In Rivera v. Baker West, Inc., the Ninth Circuit in an opinion by Judge Bybee considered the plaintiff/appellant's two contentions regarding the District Court's ruling that the employer was correct in paying taxes out of the settlement money for a Title VII claim:
The appellant's position was this: "first, he argues that the settlement proceeds paid by Baker were intended to reimburse Rivera for personal physical injuries and should therefore be excluded from his gross income under 26 U.S.C. § 104(a)(2); second, he argues that, even assuming the settlement proceeds represent lost wages, an award of back pay under Title VII is not subject to income tax withholding."
The Court ruled that "the district court did not clearly err in finding that the settlement proceeds were not intended to compensate for personal physical injuries, but instead represented lost wages," and "[b]ecause the district court reasonably classified the settlement proceeds as back pay, the district court properly held that Rivera’s settlement proceeds were subject to withholding."

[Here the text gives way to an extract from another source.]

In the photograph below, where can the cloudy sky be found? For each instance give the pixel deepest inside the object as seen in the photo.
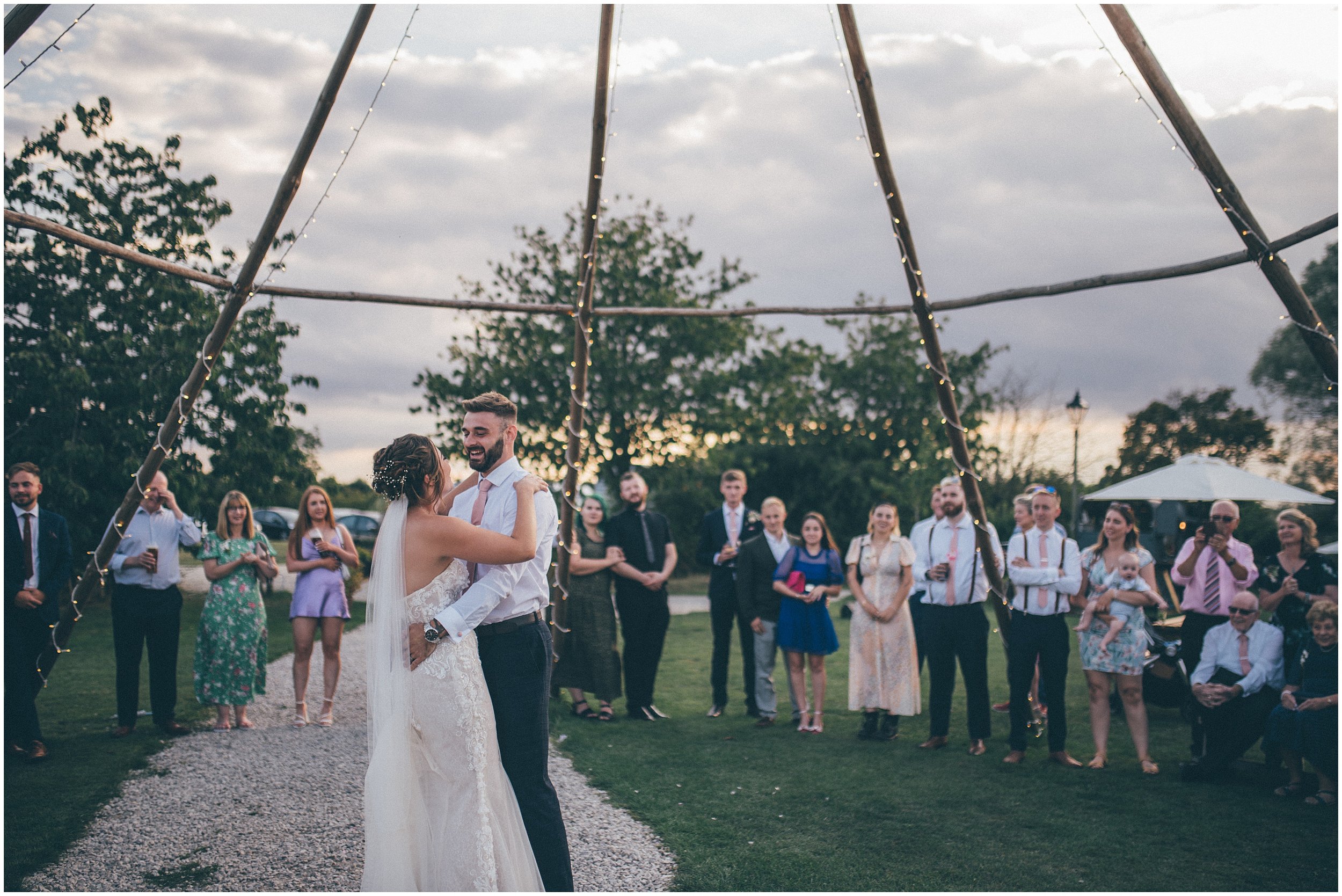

The Court noted that the settlement agreement "does not expressly state that the damages paid to Rivera compensate for personal physical injuries or physical illness" and explained that "if there is no express evidence of the parties’ intent in the settlement agreement, we look to the intent of the payor." There was language in the settlement agreement "stating that Baker would pay Rivera $40,000 'less all lawfully required withholdings.'"
In concluding that the wage part of a settlement agreement under Title VII is subject to withholding taxes, the Court cited the Fourth Circuit's opinion in Hemelt v. United States, 122 F.3d 204 (4th Cir. 1997), along with opinions from the Sixth and Eighth circuits.